Last Days Of Passenger Trains

Rambling Through The State

From the Executive Editor’s Desk

When I was a kid my dad once took me by passenger train to visit relatives near Marksville. The train, called the Southern Belle, was operated by Kansas City Southern railroad.

I have three main memories from the experience. One is that it was unusual for a dad to take a mere kid to something as swanky as a dining car where the walls had decorations, the waiters wore service jackets and the menu offerings were advanced beyond hot dogs. My dad probably thought I would always remember the experience, and, as I sit at the keyboard today, boy was he right.

Experience two was that somehow, I was convinced to order Redfish Couvillion. I had never heard of that word “Couvillion” (pronounced roughly coo—vee—on) and I probably never heard of redfish which I would come to realize was several steps above canned tuna or fish sticks.

But it was the third memory that would linger the most. As we waited to be served fellow diners began pointing to an automobile that was on the highway near Morgana paralleling the train track. The driver was keeping up with the train’s speed while incessantly blinking his lights. “Who is that guy?” fellow travelers wondered. “He must be crazy!” Not even the Couvillion could compete with this spectacle.

None of us realized that a greater spectacle was the Southern Belle itself. These were the last days of commercial passenger service.

Kansas City Southern was, and still is, very important to Louisiana commerce as a freight hauler. The Missouri-bound passenger train connected New Orleans and Shreveport.

In better days there were other passenger lines slicing through the state and terminating in New Orleans. The most famous ones were Illinois Central’s Chicago-bound City of New Orleans and its Panama Limited; Southern Railway’s Crescent rambled through D.C. on the way to New York; There were also Southern Pacific’s Sunset Limited and Louisville and Nashville’s (L & N’s) Hummingbird.
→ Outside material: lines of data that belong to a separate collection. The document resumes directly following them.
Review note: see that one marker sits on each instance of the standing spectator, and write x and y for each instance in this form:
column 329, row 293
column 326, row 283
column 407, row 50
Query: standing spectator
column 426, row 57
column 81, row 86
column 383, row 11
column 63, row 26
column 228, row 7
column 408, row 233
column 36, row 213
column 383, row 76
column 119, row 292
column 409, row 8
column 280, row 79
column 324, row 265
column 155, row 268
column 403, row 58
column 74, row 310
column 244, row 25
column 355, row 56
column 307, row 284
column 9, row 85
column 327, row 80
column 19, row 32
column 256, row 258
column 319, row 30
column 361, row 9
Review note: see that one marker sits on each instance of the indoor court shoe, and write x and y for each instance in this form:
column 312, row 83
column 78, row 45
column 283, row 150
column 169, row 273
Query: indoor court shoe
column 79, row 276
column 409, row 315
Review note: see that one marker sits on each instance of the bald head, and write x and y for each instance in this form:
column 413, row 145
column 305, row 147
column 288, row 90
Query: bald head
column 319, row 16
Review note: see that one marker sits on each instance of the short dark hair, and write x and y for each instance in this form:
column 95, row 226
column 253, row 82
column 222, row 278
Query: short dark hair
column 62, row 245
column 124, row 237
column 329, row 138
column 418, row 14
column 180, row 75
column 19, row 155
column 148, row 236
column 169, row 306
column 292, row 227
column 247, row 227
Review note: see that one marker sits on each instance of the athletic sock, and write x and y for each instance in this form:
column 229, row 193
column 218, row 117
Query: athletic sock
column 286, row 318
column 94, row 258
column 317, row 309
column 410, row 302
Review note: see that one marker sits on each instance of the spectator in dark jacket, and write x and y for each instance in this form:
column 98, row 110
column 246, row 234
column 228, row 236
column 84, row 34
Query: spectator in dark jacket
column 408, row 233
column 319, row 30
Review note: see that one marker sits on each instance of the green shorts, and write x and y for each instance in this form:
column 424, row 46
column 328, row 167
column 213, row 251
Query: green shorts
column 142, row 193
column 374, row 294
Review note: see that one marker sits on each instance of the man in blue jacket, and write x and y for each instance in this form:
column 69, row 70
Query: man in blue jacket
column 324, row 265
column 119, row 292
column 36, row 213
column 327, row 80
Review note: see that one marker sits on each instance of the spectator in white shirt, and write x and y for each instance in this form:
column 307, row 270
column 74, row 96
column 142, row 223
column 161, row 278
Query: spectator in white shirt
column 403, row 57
Interstates, trucking and air service would contribute to the demise of commercial passenger service. Where passenger trains survive now, they have been taken over by Amtrak since 1971. Of those that touch Louisiana only the City of New Orleans, the Crescent and the Sunset Limited still exist. Today, there is no passenger rail service through the center of the state. New Orleans to Shreveport? Fill your gas tank and take either Louisiana Highway One or I-10 to 1-49. Along the way you will see the routes where the Southern Belle once rumbled.

If your route takes you through Morgana you would be taking the path where the driver was blinking his lights at the train. The next day after our arrival my father was taking to one of his brothers, Henry, who asked if we noticed him blinking his lights. It was no crazy guy after all, it was my uncle.

Couvillion was a method of preparing fish as a stew. Redfish provided a popular way to serve the dish until a few years later when Cajun Chef Paul Prudhomme (who was from Opelousas not far from the Southern Belle’s route) created a charred spicy preparation known as Blackened Redfish. The fish would seldom be experienced stewed again.

I guess we should have known from my uncle’s automobile lights keeping pace with the train, the future was approaching fast.